Rachel Siegel, a senior officer at the Pew Charitable Trusts’ Housing Policy Initiative, told the House Committee on General and Housing on Jan. 27 that state titling rules and lender practices are a major barrier to mortgage access for people who live in manufactured homes. Siegel said manufactured homes—distinct from pre‑1976 "mobile homes" because they must meet HUD code standards—can be a lower‑cost option: in 2020, Pew‑commissioned research found a new single‑section manufactured home cost about $57,000 compared with about $162,000 for a similarly sized new site‑built structure, meaning "the home buyer would pay up to 63% less for a manufactured home compared with site build," she said.
Siegel framed the problem around three policy levers: financing, land use and zoning, and titling. She said titling is especially consequential because most manufactured homes in most states are initially titled as personal property (similar to a car) rather than real estate, and "real‑estate ownership is necessary for mortgage eligibility," which typically brings lower interest rates, longer terms and stronger consumer protections than chattel or contract financing.
Citing national and Vermont data, Siegel said shipments of manufactured homes have declined since the 1990s and especially after the 2008–09 recession. In Vermont she said about 6% of housing units are manufactured or mobile homes. Among Vermont borrowers who used either mortgages or home‑only financing, 79% owned both home and land, 19% leased the land beneath their home, and small shares were resident‑owned or on family/tribal land. Siegel said households that own both home and land typically find it easier to access mortgage financing and that homeowners who do not own the underlying land "seem like they aren't usually getting conversion to real estate in practice," even if state law theoretically permits it.
Siegel described three financing types: mortgages secured by real estate, home‑only (chattel/personal‑property) loans with fewer protections and higher rates, and contract financing (rent‑to‑own/contract‑for‑deed) where legal title may not transfer until the end of the contract. She warned that contract financing carries elevated fraud and equity‑loss risks: people can make payments for years and later discover tax liens or that the seller lacked legal title. "There's a little more potential for fraud," she said, citing legal‑aid reports.
Using Home Mortgage Disclosure Act data (2018–2024), Siegel compared a $100,000 home‑only loan in Vermont and New Hampshire. She reported a Vermont median interest rate of 6.88% with a 180‑month (15‑year) term and a New Hampshire median of 6.5% with a 240‑month (20‑year) term; those differences produced roughly $146 more per month in Vermont on the same loan size in the median case. Siegel added that 2024 median home‑only rates in Vermont rose to about 9.5%.

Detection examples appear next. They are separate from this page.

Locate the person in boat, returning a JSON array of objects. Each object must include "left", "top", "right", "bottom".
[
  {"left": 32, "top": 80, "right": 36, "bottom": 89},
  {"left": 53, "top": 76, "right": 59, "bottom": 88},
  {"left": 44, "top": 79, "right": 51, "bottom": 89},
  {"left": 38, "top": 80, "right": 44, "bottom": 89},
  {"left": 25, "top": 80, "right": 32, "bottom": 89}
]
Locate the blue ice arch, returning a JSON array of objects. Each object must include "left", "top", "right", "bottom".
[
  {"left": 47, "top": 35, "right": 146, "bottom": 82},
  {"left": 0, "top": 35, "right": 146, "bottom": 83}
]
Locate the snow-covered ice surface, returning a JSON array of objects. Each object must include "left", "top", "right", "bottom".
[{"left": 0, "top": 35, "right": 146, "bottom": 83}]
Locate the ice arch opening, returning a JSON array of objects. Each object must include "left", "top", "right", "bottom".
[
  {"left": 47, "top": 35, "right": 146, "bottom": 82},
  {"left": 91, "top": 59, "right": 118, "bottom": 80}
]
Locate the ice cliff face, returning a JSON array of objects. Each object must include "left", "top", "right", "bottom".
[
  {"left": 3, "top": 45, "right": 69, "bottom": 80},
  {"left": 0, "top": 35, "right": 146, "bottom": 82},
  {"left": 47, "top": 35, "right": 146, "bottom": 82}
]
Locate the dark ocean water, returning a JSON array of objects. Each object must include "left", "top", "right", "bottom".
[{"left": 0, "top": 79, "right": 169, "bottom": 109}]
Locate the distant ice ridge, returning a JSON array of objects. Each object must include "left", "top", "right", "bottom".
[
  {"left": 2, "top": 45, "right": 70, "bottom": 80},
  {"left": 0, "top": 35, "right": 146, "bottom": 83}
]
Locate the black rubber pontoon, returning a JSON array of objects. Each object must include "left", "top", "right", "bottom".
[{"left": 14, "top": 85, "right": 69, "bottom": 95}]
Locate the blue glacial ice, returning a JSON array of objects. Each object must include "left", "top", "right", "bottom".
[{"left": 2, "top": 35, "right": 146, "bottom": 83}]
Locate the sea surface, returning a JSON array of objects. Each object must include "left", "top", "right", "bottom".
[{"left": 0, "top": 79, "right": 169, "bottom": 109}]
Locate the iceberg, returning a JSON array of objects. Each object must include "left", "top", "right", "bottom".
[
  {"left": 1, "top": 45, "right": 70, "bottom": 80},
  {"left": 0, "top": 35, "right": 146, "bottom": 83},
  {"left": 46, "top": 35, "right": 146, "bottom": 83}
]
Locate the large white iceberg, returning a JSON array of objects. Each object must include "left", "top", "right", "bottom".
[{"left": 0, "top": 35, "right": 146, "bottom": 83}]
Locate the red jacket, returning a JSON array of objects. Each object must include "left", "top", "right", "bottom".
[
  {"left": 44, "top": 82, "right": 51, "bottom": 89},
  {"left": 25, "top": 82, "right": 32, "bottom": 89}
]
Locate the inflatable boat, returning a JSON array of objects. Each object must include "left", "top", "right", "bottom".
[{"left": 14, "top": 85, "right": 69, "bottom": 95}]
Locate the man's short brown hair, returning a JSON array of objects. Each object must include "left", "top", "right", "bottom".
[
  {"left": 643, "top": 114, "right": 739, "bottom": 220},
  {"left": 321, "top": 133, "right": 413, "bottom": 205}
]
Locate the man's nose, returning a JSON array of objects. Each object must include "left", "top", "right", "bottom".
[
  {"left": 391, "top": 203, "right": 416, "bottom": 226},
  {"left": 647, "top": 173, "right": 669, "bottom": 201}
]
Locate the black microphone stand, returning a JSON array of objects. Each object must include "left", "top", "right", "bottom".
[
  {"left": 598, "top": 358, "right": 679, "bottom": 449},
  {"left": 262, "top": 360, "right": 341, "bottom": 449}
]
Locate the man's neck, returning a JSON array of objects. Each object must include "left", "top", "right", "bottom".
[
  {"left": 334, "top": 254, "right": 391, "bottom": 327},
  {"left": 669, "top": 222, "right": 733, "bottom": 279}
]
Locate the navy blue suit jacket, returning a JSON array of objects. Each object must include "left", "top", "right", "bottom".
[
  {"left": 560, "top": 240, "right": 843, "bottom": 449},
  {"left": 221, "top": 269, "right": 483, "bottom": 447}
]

Siegel pointed to model and state reforms that other jurisdictions are using to increase real‑estate conversion and mortgage access: the Uniform Law Commission’s Manufactured Housing Act (2012) as model legislation; Washington’s 2025 law expanding conversion for long leases; Maine’s 2025 working groups studying titling; and New York’s recent conversion bill (effective Dec. 2026). She said federal programs—Fannie Mae pilots, Freddie Mac work with tribal borrowers, USDA expansions and FHA/VA programs—can also expand mortgage availability when state titling permits real‑estate ownership.
Committee members asked whether making titling conversion mandatory would exclude low‑income borrowers because some banks' mortgage underwriting requires substantial down payments; an unidentified committee member relayed lenders' concerns that a mandatory real‑estate conversion could leave some buyers without access to any loan product. Siegel said denial rates for manufactured‑home lending are generally higher, but federal programs often reduce denials and she offered to follow up with state‑specific data.
Siegel closed by reiterating three takeaways: zoning and lot‑size policy can facilitate placement and neighborhood‑scale developments; titling and mortgage access are crucial to preserving affordability; and Vermont’s statute allows conversion to real estate in theory, but many non‑landowning homeowners still face practical barriers to converting and obtaining mortgages. The committee recessed and scheduled additional testimony (including Rachel McLeod and Ed Fitzpatrick) after the break.